Friday, September 20, 2019

Another Label Contributes to Weinberg Discography

Violist Viacheslav Dinerchtein on the cover of his new Weinberg album (courtesy of Naxos of America)

I have discovered that my efforts to become better acquainted with the music of Polish-born Soviet composer Mieczysław Weinberg have been a piecemeal affair. I first became aware of Weinberg through recordings made for ECM by Gidon Kremer, an experience that was reinforced by performance the last time Kremer brought his Kremerata Baltica to San Francisco. Since that time I have gradually built up a library, primarily of Weinberg’s chamber music, that takes in a wide variety of different recording labels.

This week another unique label joined the collection I have accumulated. About a month ago, Solo Musica, which is based in Munich, released a two-CD album of Weinberg’s complete sonatas for solo viola. The product is being promoted as a “special edition” commemorating the centennial of Weinberg’s birth, which is usually recognized as December 8, although there is an added note on Weinberg’s Wikipedia page which makes the case that both the date and the year may be in doubt. However, my personal feeling is that any significant addition to the Weinberg discography is an event worthy of attention, regardless of when the composer was born!
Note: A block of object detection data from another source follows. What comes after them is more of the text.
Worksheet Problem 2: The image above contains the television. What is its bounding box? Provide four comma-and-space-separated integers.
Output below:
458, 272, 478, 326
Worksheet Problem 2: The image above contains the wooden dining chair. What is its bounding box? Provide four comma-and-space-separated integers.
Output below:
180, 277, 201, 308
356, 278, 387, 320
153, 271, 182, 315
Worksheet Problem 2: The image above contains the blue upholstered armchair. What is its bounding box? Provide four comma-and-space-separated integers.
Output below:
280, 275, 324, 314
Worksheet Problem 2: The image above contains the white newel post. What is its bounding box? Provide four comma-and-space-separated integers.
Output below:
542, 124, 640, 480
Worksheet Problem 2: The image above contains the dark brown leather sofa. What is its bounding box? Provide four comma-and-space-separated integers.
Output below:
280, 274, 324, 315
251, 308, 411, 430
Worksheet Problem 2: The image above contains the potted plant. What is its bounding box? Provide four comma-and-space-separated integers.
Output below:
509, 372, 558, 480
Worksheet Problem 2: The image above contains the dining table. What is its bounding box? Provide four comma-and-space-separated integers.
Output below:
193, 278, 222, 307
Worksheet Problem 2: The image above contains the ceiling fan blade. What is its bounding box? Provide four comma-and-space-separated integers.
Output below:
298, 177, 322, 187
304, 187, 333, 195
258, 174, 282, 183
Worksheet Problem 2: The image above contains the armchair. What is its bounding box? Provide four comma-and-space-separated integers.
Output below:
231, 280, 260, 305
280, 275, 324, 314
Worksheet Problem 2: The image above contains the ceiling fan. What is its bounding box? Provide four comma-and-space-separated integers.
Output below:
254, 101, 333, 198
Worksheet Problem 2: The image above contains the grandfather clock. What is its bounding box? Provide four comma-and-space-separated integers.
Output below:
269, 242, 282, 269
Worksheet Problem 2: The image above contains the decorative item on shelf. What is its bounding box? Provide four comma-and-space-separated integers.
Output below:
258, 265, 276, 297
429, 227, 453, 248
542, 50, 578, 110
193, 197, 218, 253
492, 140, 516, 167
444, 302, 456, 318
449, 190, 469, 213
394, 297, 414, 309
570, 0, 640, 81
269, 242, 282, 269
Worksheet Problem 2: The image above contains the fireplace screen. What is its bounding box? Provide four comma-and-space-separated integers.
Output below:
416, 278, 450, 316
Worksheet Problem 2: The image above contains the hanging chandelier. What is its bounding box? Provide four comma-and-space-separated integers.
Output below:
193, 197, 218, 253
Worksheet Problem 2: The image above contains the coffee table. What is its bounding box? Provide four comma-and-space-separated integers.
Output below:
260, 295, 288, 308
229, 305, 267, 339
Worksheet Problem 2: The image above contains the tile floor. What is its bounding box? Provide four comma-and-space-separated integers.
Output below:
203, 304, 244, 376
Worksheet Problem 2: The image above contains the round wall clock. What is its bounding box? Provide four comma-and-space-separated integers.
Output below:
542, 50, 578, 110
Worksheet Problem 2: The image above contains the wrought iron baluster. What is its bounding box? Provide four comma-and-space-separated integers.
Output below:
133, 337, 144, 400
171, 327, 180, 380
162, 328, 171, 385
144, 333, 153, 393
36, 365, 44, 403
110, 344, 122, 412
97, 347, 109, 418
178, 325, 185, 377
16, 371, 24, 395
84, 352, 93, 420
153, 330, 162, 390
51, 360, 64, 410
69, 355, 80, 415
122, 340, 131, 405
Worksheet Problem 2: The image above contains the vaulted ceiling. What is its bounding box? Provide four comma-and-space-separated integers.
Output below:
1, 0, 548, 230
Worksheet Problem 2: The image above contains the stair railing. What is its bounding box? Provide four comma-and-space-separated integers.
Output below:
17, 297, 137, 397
The violist on these recordings is Viacheslav Dinerchtein, who contributes notes to the accompanying booklet. There are also sonata-by-sonata analyses provided by David Fanning. The recordings themselves were made between September of 2015 and March of 2017 in a recording studio in Mexico City. Finally, there are several “endorsement” quotations, the most important of which is probably the one contributed by Kremer, whose experience includes both playing Weinberg’s music (including solo pieces) and conducting ensemble compositions.

While Fanning’s descriptions for the booklet are useful, I feel that I have now had enough encounters with Weinberg’s music to approach new pieces without any prior assistance. From a historical point of view, one of the first things to strike me was that only the first of the sonatas, Opus 107 (none of them have key designations), was composed (in 1971) before the death of Dmitri Shostakovich in 1975. Shostakovich’s last composition was his Opus 147 sonata for viola and piano, completed weeks before his death. As a result, from a purely personal point of view, I tend to listen to the remaining three sonatas Opus 123 (1978), Opus 135 (1982), and Opus 136 (1983) as reflections on Shostakovich’s approach to the viola as a solo instrument. My guess is that those whose knowledge of Weinberg is more comprehensive than mine might dispute that perspective; but I believe that any serious listening experience must begin with a point of departure, even if that point of departure is subsequently rejected as irrelevant!

The performances themselves are consistently clean and polished. Those familiar with other solo-instrument compositions (such as the works for solo cello discussed on this site this past May) are likely to find familiar tropes and rhetorical stances that exploit specific choices of tempo for any given movement. There may also be some sense that, as was the case with Shostakovich, composition tended to be a matter of dealing with the likelihood of some authority looking over the composer’s shoulder in search of “dangerous non-Soviet” thinking. Having had a close brush with a death sentence in the early Fifties, Weinberg could subsequently appreciate the dangers of taking risks. Nevertheless, none of these sonatas show signs of being “government-approved” hack work. They are consistently imaginative and expressiveness, and I anticipate that future listening habits will bring me back to this album frequently.